Die Ursachen für die aktuelle Misere sind vielschichtig. Nicht genug damit, dass die Stadt in diesem Jahr massive Einbrüche bei den Gewerbesteuereinnahmen hinnehmen muss, sie hat nach bisheriger Lage auch noch Gewerbesteuern in Höhe von etwa 7,4 Millionen Euro zurückzuerstatten. Und das ist nicht das Ende der Fahnenstange. Im Finanzdezernat liegen bereits Informationen vor, dass weitere 500 000 Euro an Unternehmen zurückgezahlt werden müssen. Dabei hätte die Stadt laut der Messbescheide vom Finanzamt mit etwa 12,5 Millionen Euro Gewerbesteuer-Einnahmen rechnen dürfen. Was die Stadt ausreichen muss, seien meist Teile von Steuer-Vorauszahlungen von Unternehmen, die sich bei der Abrechnung der Wirtschaftsjahre bis 2004 und teilweise noch weiter zurück als zu hoch erwiesen haben, erklärte Finanzdezernent Erik Reigl im Freies Wort-Gespräch. So fließen allein sechs Millionen Euro an sechs große Suhler Unternehmen zurück.
Zusätzlich verschärft wird die Lage durch offene Forderungen, die seitens der Stadt bestehen, wie beispielsweise für noch nicht bezahlte Rechnungen für Grundstücks- oder Gebäudeverkäufe, ausstehende Steuerzahlungen und so weiter.
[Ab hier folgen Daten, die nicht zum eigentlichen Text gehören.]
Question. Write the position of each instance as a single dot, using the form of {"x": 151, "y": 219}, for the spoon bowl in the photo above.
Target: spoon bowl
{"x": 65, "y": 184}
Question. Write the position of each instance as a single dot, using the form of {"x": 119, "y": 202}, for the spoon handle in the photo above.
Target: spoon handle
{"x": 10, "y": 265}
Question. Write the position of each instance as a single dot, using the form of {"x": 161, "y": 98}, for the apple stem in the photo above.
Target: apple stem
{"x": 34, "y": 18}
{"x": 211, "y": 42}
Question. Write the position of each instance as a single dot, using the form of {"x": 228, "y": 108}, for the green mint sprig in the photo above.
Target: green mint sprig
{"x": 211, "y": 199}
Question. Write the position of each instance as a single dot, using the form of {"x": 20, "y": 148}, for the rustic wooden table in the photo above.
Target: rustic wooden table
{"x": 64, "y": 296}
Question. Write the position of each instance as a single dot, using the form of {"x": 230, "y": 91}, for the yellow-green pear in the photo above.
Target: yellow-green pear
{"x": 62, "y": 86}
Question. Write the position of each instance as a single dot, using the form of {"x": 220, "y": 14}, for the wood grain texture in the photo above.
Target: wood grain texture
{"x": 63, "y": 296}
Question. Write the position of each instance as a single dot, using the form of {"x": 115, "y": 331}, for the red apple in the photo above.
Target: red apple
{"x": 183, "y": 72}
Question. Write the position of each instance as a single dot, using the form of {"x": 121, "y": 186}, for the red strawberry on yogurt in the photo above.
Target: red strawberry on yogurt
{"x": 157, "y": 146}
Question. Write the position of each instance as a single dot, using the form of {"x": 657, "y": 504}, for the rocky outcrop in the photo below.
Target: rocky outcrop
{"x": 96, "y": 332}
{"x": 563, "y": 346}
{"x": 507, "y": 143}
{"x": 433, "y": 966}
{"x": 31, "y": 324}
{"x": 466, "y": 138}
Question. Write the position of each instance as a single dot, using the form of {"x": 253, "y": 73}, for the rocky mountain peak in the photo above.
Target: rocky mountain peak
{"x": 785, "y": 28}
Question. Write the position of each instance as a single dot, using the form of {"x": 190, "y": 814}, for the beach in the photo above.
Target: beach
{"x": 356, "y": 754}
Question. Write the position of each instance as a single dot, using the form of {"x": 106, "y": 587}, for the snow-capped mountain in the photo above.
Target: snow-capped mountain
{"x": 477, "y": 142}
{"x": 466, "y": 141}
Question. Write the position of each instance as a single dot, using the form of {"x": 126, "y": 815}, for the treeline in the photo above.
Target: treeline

Die belaufen sich auf insgesamt über 5,8 Millionen Euro und reißen das Loch in der Stadtkasse zusätzlich auf, das die Stadt zur Zahlungsunfähigkeit treibt. Das zwingt Oberbürgermeister Jens Triebel (parteilos) nun, 3 Millionen Euro Überbrückungshilfe beim Thüringer Innenministerium zu beantragen. Wird sie bewilligt, steht für die drei Haushaltsjahre ab 2009 von vornherein eine zusätzliche Rückzahlungs-Belastung von je einer Million Euro zu Buche.
Parallel dazu hat der Oberbürgermeister angeordnet, dass ab sofort nur noch Geld für nachweisbar zwingend notwendige Maßnahmen ausgegeben werden darf. „Auch dürfen keine Investitionsmaßnahmen mehr begonnen werden, für die noch keine Verträge abgeschlossen sind. Neue Verpflichtungen finanzieller Art stehen in dieser Situation nicht zur Diskussion“, so Jens Triebel. Damit ist quasi der Zustand der vorläufigen Haushaltsführung mit äußerst eingeschränkter Handlungsfähigkeit hergestellt. Den hatten Stadtrat und Verwaltung eigentlich mit dem harten Kampf um einen ausgeglichenen Haushalt, für den ein Defizit von etwa zehn Millionen Euro auszumerzen war, aus dem Weg gehen wollen.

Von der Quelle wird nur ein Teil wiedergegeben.